Jusqu'au milieu du 20e siècle, le français avait la côte. Il était la première langue étrangère apprise par les Grecs. Mais depuis, la langue de Molière a cédé la place à l'anglais. En entrant le 27 novembre dernier dans l'Organisation Internationale de francophonie, la Grèce s'engage à promouvoir le français et le plurilinguisme. L'occasion est donnée à Info-Grèce de faire le point sur l'apprentissage du français en Grèce.

L'enseignement public

Selon le ministère de l'Education nationale, 83% des élèves apprennent aujourd'hui le français au collège. Depuis 1993, l'apprentissage d'une seconde langue vivante est obligatoire au gymnasio (collège). Pour cette seconde langue, les élèves ont le choix entre le français et l'allemand. L'anglais est quant à lui obligatoire dès le primaire. Toutefois, arrivés au lycée, les élèves ne sont plus que 23 % à poursuivre l'apprentissage du français (dont 13 % en matière générale, 10 % en matière optionnelle). L'association grecque des professeurs de français constate que dans les faits la grande majorité des élèves n'apprennent le français que pendant les 3 années obligatoires du collège, tandis que 10 années sont consacrées à l'anglais.

Quelques chiffres :

  • 9% des Grecs sont francophones selon Eurobaromètre
  • 70.000 modules du DELF (diplôme d'étude de la langue française) passés chaque année, ce qui implique 30 à 40.000 Grecs.
  • 83 % des élèves au gymnasio (collège) apprennent le français (ministère de l'éducation)
  • 23 % des élèves au lykeio (lycée) apprennent le français (chiffres du ministère de l'éducation)
  • 9000 étudiants apprennent le français à l'université
  • 2600 étudiants grecs vont étudier en France chaque année
  • 7800 frontistiera (cours privés collectifs de langue étrangère) en Grèce

Le 22 novembre, dans le cadre de l'entrée de la Grèce dans la francophonie, Mme Giannakou, la ministre de l'éducation nationale et des cultes, a annoncé un allongement de l'enseignement de la seconde langue vivante : elle sera enseignée dès le primaire, aux 4 e et 5 e classes du Démotiko. Toutefois, il s'agit du transfert d'une heure du collège et non de la création d'une heure d'enseignement supplémentaire. « A raison d'une heure par semaine, il s'agit plus d'une sensibilisation que d'une réelle initiation au français » fait remarquer Vasso Vatamidou, présidente de l'association des professeurs de langues et littératures françaises de la Grèce du nord. « Cette heure était beaucoup plus utile au collège qu'au primaire » proteste-t-elle. Car l'allongement de la durée de l'enseignement du français, s'accompagne d'une réduction du nombre d'heures enseignées au collège. L'enseignement de la seconde langue vivante va passer de 3 heures à 2 heures de cours par semaine, afin de renforcer le cours de grec ancien. La ministre justifie cette décision par le fait que « les enfants doivent d'abord apprendre leur langue et d'où ils viennent. » Pour apaiser les esprits, Mme Giannakou a promis de défendre le projet de rendre obligatoire la seconde langue vivante au lycée.
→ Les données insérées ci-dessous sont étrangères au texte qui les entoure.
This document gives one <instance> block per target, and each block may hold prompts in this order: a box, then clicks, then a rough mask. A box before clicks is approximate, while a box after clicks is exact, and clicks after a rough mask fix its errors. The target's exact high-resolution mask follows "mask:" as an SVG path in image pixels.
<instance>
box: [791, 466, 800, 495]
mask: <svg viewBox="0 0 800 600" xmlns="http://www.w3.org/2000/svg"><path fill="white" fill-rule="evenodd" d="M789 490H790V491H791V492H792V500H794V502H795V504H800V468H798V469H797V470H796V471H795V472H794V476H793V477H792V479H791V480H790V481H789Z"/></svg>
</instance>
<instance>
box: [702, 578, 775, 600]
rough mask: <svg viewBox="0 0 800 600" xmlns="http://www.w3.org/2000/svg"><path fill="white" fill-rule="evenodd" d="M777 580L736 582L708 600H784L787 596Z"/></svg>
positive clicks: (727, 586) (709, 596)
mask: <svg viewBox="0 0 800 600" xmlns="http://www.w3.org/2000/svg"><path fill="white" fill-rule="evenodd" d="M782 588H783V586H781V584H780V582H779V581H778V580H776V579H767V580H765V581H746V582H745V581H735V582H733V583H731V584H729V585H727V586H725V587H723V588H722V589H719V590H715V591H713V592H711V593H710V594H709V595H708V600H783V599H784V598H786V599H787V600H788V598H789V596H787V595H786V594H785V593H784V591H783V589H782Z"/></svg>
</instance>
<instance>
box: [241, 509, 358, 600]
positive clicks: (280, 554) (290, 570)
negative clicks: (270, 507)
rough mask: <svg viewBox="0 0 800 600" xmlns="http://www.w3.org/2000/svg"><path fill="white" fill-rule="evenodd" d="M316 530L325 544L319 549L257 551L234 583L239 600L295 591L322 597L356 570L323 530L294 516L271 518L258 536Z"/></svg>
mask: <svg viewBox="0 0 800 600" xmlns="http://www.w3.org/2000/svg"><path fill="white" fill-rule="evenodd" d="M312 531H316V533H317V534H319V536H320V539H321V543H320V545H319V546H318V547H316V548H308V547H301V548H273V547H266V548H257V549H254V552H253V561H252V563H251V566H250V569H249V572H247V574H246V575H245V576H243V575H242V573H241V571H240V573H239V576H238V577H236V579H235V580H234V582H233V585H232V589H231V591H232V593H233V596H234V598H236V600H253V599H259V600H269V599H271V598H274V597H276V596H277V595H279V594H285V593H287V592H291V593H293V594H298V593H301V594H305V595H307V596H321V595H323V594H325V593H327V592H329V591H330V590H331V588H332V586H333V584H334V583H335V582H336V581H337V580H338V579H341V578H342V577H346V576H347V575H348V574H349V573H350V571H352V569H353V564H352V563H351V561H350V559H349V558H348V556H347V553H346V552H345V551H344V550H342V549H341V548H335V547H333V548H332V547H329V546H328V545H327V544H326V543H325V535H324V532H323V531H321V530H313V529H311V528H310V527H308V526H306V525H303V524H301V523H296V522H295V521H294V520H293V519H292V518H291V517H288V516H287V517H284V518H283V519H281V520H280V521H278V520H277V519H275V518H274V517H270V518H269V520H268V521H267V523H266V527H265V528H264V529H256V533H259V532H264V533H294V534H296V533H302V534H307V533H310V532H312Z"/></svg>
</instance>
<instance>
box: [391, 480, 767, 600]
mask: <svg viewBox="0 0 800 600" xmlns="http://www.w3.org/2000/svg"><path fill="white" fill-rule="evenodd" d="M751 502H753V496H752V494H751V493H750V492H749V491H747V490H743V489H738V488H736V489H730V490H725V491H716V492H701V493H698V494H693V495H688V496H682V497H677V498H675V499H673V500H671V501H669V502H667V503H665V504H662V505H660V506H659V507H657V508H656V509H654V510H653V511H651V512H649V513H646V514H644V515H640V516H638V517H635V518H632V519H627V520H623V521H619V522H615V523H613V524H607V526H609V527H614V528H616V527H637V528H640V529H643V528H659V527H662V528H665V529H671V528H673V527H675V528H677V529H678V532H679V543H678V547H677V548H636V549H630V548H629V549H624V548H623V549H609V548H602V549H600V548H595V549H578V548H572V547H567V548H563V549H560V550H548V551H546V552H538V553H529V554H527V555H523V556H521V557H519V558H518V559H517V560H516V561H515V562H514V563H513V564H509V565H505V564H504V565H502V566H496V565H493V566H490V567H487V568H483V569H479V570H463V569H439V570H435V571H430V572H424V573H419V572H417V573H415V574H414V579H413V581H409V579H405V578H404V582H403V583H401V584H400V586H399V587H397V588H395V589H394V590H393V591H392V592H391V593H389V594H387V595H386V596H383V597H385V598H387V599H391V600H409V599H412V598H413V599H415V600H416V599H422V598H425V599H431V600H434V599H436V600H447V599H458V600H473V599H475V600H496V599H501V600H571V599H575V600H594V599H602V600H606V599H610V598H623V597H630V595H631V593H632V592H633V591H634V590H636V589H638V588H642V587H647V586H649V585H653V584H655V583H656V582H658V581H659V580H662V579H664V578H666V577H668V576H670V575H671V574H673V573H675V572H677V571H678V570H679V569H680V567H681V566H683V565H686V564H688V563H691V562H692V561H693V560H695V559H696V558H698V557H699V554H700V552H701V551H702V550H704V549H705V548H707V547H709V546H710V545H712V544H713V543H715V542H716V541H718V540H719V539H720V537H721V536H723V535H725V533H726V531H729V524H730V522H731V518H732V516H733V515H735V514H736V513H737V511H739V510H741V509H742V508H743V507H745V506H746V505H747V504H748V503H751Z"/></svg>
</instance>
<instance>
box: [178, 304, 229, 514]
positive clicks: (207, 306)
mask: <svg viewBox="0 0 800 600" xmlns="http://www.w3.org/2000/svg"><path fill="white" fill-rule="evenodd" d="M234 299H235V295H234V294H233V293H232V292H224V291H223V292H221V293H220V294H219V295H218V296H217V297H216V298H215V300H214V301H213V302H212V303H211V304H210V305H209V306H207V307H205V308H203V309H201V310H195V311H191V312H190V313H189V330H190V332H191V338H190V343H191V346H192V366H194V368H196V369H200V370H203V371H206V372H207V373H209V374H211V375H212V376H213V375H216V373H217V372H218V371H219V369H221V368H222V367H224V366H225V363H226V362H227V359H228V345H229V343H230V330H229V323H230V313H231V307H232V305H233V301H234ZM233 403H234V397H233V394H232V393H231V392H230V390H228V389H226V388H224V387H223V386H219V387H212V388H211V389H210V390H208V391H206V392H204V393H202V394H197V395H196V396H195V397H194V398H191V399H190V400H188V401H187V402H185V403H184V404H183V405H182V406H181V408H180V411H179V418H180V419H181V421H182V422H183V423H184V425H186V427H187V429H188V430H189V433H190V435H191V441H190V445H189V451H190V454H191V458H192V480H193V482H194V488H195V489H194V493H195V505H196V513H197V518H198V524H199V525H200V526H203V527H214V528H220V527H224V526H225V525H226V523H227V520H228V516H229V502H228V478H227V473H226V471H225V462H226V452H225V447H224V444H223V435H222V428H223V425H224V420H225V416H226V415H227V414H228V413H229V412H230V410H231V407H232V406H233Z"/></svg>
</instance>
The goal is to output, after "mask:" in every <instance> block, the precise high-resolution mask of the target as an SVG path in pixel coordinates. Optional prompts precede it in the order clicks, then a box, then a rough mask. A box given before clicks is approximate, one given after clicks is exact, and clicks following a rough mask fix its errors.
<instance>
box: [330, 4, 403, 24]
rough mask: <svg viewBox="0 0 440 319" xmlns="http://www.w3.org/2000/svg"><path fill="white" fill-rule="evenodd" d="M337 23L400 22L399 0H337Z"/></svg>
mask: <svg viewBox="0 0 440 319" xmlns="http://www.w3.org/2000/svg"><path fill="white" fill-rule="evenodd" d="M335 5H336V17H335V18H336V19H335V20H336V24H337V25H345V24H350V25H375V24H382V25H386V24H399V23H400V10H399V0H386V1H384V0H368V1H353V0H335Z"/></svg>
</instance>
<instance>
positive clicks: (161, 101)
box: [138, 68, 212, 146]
Au primaire comme au collège, le cours de langue a un surnom : « i ora tou paidiou », l'heure de l'enfant. Despoina, une élève en seconde année de gymnasio témoigne : « Au collège, je n'aime pas le cours de français, parce qu'on n'avance pas dans les leçons. Les élèves prennent le cours comme une récréation, ils jouent et font du bruit. » Olivier Delhaye, professeur à l'université de Thessalonique confirme. Tous ses élèves qui souhaitent un jour enseigner le français, visent le privé. « Et surtout pas le public où les profs sont malmenés par les élèves ».

Interrogée sur le sujet par Info-Grèce, Mme Giannakou lance un appel à la responsabilité des parents et des élèves : « L'objectif est d'avoir une bonne école publique où l'enfant peut apprendre parfaitement la langue grecque ancienne et moderne et deux langues étrangères. Il est temps qu'élèves et parents prennent en compte ces heures de langue au sérieux. Tous les programmes européens se basent aujourd'hui sur le multilinguisme. »

L'enseignement privé

D'une manière générale, les langues pâtissent du fait qu'elles ne comptent pas dans le concours d'entrée à l'université, tandis que l'« apolytirio » qui sanctionne la fin des études secondaires n'a pas le poids du bac qui, lui, donne en même temps l'accès à l'enseignement supérieur. Cela a pour conséquence le fleurissement de cours privés, les fameux « frontistiria », tellement entrés dans les habitudes des familles que, même pour les langues, à raison de plusieurs heures par semaine et sur plusieurs années, elle vont y dépenser des fortunes, pour acquérir un niveau qui sera rarement utilisé par la suite dans les situations professionnelles alors que le niveau proposé par l'enseignement public est le plus souvent suffisant. Cependant, les lycéens se concentrent sur le renforcement des disciplines « fondamentales » en délaissant les langues. Les parents grecs eux-mêmes considèrent que l'apprentissage des langues étrangères doit s'arrêter à la fin du gymnasio, c'est à dire à 15 ans. C'est d'ailleurs l'âge auquel les enfants s'arrêtent de fréquenter les frontistiria de langue.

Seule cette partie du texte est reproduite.